Bu sene okuduğum en güzel kitaplardan biriydi. Felsefeyle yollarımız hayatın bir yerinde kesişiyor, hiç ilgisi olmayan biri bile lisede illa ki felsefe dersi alıyor. O zaman içimizde bir merak kırıntısı, alevlenmeye hazır bir kıvılcım varsa minik bir Sokrates gibi takılıyoruz bir süre. Okuyoruz, araştırıyoruz. Ama felsefenin alanı derya deniz. Sonra sıkılıp peşini bırakıyoruz.
Her sabah uyandığında varolduğuna, kendini nerede bulduğuna, kim olduğuna şaşırmak ve bu hayret duygusunu hiç kaybetmemek. Jostein Gaarder sanırım hayatı böyle yaşıyor ve bu sorgulayan, aç ve açık zihniyle inanılmaz kitaplar yazıyor. Felsefeden ve mitolojiden beslenen, böylesine dahiyane bir roman yazmak. Bu hayret ve hayranlık duygusundan ortaya yaratıcı bir eser çıkarmak, geçip gittiğimiz dünyaya böyle bir iz bırakmak. Gaarder olsam daha başka bir şey istemezdim. Bir gün mutlaka bu kitabı doya doya tekrar okuyacağım. Hayran kaldım.
Sokrates gibi konuşabilirim ben de: Hiçbir şey bilmediğimi biliyorum. Ama bir Jokerin hâlâ dünyayı dolaştığından eminim. Dünyada durgunluğa hiç izin vermeyecek o. Her zaman ve her yerde deli şapkası ve şıngırdayan çıngıraklarıyla küçük bir deli çıkabilir ortaya. Ve gözlerimizin ta içine bakıp sorar: Kimiz biz? Nereden geliyoruz?

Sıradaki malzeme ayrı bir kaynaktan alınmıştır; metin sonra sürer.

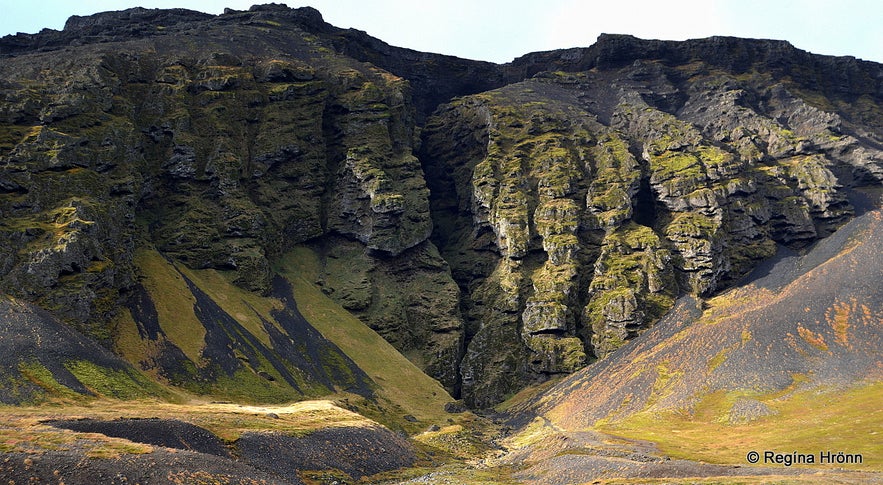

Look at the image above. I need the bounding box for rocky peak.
[0,4,883,406]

Her şeyi parçalayamıyor zaman. Kartların arasında, yüzyıllar boyunca tek bir sütdişini yitirmeden oraya buraya sıçrayan bir Joker var.
Evet! Bu, insanın varolma karşısında duyduğu hayretin hiç kaybolmayacağından başka bir şey demek değildi. Gerçi bu şaşırabilme yeteneği, çok az rastlanan bir şeydi, ama buna karşılık, hiçbir zaman tamamıyla yok olmayacaktı. İçinde jokerlerin koşuşturabileceği bir tarih ve insanlık varoldukça hep yeniden ortaya çıkabilecekti. Eski Atina'da Sokrates vardı, Arendal'da da, ayıptır söylemesi, babamla ben. Gerçi öyle çok değildik biz jokerler, ama tabii jokerin olduğu başka yerler ve zamanlar da hep vardı.
Biz insanların, hayat gibi anlaşılmaz bir şeye alışmamız, birden çok acıklı geldi bana. Bir gün geliyor, varolmamızı çok olağan bulmaya başlıyoruz ve sonra, evet sonra bir daha ancak bu dünyadan ayrılmak zorunda olduğumuzda düşünüyoruz bunu.
Ve eğer dünya bir sihirbazlık eseriyse, o zaman bir sihirbazın da mutlaka olması gerekir. Günün birinde onun maskesini düşürmeyi umuyorum. Ama bir kez olsun kendini bize göstermeyen bir sihirbazın oyununu ortaya çıkarmak, pek kolay olmasa gerek.